I pride myself in validating all cultures and traditions. Every Friday, my beginners have Show & Tell and students are asked to speak about a topic that usually is related to their native country and/or culture in some way. Students bring in items or memorabilia, share personal stories, traditions, holidays and their presentations often include talk of their faith or religion. Nobody is out to convert anyone. Nobody invites others to their church or temple (at least not in my classroom) but we all learn interesting facts about one another and our culture. What I've found is that in sharing about each other, we learn that we are more similar than we are different. Just this week, one of my Asian students-a practicing Buddhist-asked if we can study Christmas carols next week. She finds the songs fun and interesting and would like to learn the lyrics. Even though she and her family don't celebrate the birth of Christ, she displays a photo of herself on her laptop standing next to the Christmas tree at work and has been out shopping for gifts for friends and family.

My point in all this is that it's okay to talk about Christmas or any religious holiday without proselytizing. It's one thing to share the salvation story and it's another to address the fact that many families recognize Christmas as the birth of Jesus Christ, while others just celebrate Santa Claus and all the gift giving.
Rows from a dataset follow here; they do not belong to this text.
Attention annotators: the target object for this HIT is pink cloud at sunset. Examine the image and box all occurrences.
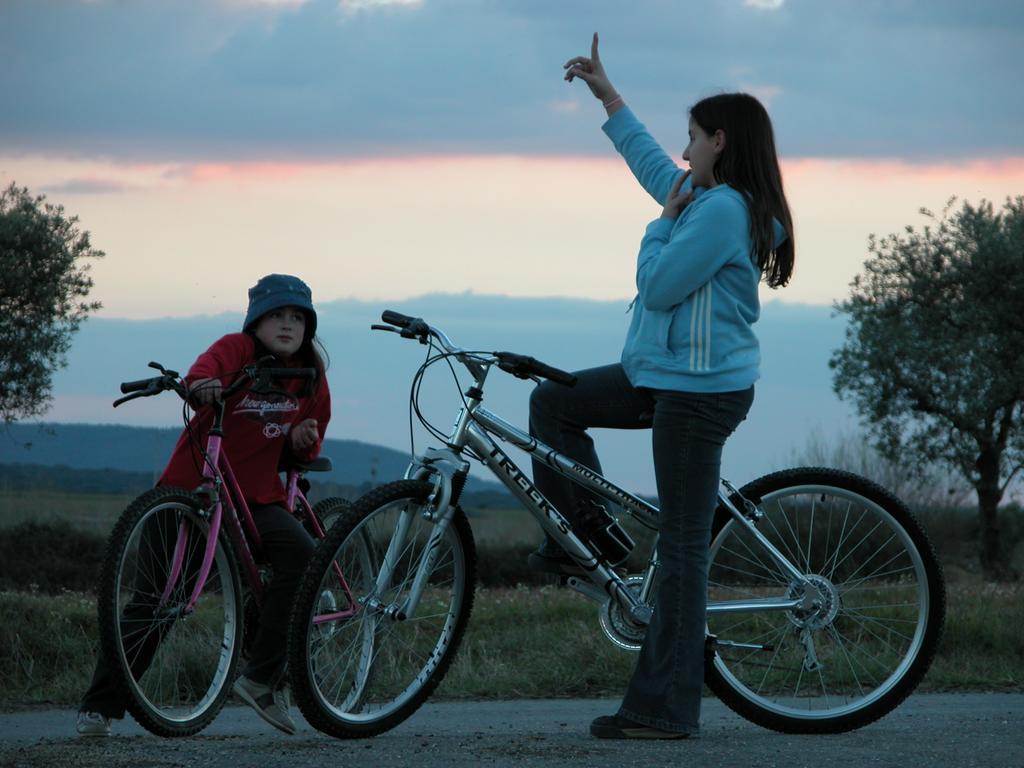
[0,156,1024,317]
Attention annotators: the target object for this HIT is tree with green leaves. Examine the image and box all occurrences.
[0,183,103,423]
[829,197,1024,579]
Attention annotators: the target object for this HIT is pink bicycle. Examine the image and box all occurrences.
[97,362,355,736]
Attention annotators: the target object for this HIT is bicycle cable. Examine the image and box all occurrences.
[409,339,486,461]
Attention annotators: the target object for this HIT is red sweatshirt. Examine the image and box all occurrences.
[158,334,331,505]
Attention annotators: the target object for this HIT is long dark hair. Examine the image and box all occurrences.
[690,93,795,288]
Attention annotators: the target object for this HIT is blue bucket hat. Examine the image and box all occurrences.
[242,274,316,339]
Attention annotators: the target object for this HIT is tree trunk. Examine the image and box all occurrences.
[975,450,1006,581]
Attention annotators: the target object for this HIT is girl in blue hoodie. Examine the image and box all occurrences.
[529,34,794,738]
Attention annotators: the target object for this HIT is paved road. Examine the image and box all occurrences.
[0,693,1024,768]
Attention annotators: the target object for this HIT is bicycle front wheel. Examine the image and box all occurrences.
[289,480,476,738]
[706,468,945,733]
[97,487,243,736]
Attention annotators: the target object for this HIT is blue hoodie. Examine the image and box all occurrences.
[603,108,785,392]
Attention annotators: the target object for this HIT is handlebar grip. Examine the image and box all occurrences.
[381,309,416,328]
[529,357,577,387]
[495,352,577,387]
[121,379,154,394]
Some don't recognize the holiday at all and that's okay. It's their choice and that's what this country is based on - the freedom to choose.

Bottom line, Christmas is a joyful, cheerful season. A season of giving, sharing, partying and celebrating. Homes, businesses and streets are decorated with bright lights and colorful decorations. It's a season to be merry and I won't let political correctness dampen my spirit or dim my lights.

Let's focus on what we can all agree on because it's indeed the season to be jolly. Fa la la la la, la la la la


1 comment:

  1. Amen! Wow ... thank you for your heartfelt and thoughtful reflections!